Applying for a small business loan can feel like a daunting process and you may not know why you were rejected. Each lender has different criteria and to increase your chances of getting a lender to approve you for financing, you need to ensure that your loan application is complete and free from glaring errors.
Here are the Top 10 Mistakes that small business owners make on their loan applications, leading to rejections :
1. Your loan package is incomplete. Don’t rush through your application. Make sure every document requested is in the package and all requested information is provided. Ask the lender for clarification if necessary.
2. You aren’t sure what the terms of the loan are because you rushed through the application.

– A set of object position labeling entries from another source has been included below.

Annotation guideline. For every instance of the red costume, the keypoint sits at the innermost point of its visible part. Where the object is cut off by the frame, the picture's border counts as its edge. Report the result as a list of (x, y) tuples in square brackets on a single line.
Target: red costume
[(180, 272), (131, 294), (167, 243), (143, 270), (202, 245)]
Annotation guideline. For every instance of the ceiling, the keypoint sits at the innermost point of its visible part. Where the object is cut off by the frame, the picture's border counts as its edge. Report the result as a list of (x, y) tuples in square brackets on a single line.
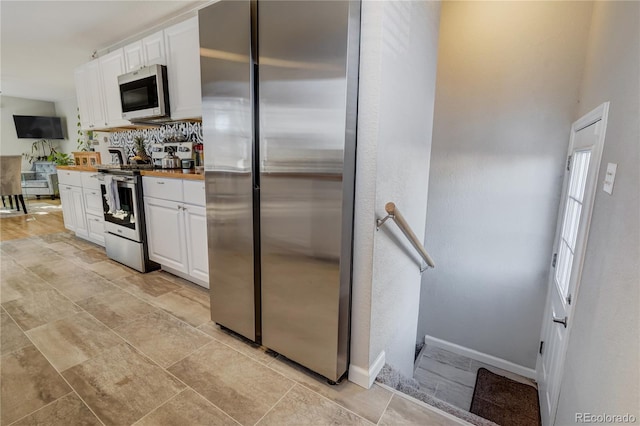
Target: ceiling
[(43, 41)]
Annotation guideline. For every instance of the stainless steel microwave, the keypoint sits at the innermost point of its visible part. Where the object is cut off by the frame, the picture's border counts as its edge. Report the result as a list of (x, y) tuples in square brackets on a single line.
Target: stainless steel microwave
[(144, 94)]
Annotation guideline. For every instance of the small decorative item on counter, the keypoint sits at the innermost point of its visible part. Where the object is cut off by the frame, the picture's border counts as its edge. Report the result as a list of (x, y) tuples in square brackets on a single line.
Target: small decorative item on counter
[(198, 153), (141, 156)]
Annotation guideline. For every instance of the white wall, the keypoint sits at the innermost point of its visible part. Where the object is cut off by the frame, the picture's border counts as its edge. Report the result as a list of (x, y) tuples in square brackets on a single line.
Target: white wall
[(9, 142), (68, 108), (397, 87), (507, 93), (601, 369)]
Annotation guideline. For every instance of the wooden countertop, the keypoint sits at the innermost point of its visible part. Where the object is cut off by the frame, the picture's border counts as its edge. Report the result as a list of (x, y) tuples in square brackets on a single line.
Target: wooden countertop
[(166, 173), (173, 173), (78, 168)]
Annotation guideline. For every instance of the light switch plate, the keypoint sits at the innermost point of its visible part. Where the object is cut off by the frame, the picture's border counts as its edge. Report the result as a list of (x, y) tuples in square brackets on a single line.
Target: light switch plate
[(609, 178)]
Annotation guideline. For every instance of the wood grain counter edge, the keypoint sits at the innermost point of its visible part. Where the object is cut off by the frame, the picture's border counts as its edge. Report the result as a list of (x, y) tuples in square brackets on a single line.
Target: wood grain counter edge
[(172, 174)]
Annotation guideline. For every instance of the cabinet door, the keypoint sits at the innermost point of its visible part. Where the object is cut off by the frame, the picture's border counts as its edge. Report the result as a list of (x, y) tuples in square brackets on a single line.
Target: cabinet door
[(68, 210), (183, 69), (165, 233), (196, 238), (112, 65), (82, 95), (92, 201), (80, 215), (95, 96), (153, 49), (95, 229), (133, 56)]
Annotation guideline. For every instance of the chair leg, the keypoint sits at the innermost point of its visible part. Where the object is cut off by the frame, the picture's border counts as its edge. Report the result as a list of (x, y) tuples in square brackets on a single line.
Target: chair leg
[(24, 208)]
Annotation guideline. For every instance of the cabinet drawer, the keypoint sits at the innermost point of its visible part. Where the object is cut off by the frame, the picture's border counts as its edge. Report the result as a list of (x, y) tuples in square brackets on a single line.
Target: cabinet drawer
[(69, 177), (90, 181), (194, 192), (166, 189)]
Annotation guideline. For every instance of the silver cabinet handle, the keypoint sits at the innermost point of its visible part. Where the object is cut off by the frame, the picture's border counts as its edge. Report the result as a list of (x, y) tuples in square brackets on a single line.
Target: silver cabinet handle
[(562, 321)]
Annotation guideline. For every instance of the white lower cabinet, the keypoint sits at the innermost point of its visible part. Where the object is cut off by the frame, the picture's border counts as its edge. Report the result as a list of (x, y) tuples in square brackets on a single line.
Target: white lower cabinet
[(177, 229), (165, 233), (195, 219), (68, 209), (81, 217)]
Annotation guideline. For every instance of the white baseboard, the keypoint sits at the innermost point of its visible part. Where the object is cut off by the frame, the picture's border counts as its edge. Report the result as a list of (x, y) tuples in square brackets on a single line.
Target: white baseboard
[(482, 357), (365, 378)]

Because of the sudden need for capital and wanting to expedite the process, you may breeze through or ignore the terms of the loan and wind up applying for a loan in which you will not be qualified for and/or has unfavorable terms.
3. You don’t know what your credit rating is. While most lenders will run your credit after you consent to it, many small business loan applications will ask for your credit rating. You need to have this information beforehand instead of guessing what it is.
4. Major changes were made to your business while in the middle of waiting for an approval. If you decided that now is the time to involve your significant other as a business partner or your accountant recommends that you change your company structure, you need to hold off on these major changes until after the loan process is complete or take care of them well before applying.
5. Failure to define what you need the loan for. Is the loan meant for a necessary investment like new equipment, or a nonessential like new furniture? If you have a continually hard time with operating expenses, it can also be hard to justify a loan.
6. Lack of a business plan. Not all loans will require this, but even if a business plan isn’t required it’s prudent to have one if this is your first time applying for a small business loan or it’s for startup purposes.
7. Your financials are outdated. You need the absolute latest financial business and personal documents requested like tax returns, bank statements, etc.
8. Applying too late. Many business owners make the mistake of waiting until money gets too tight before applying for a loan. Apply when your cash flow is healthier.
9. You haven’t demonstrated you’ve invested your own money. Why would a lender give you a small business loan if you don’t believe in your business enough to put in your own funds?
10. Only submitting applications to the most convenient lenders. Only 36% of small business owners seek loans compared to other capital sources. This is partly out of convenience and how direly the funds are needed, and a major mistake is only considering the most convenient lenders who may not offer the best terms.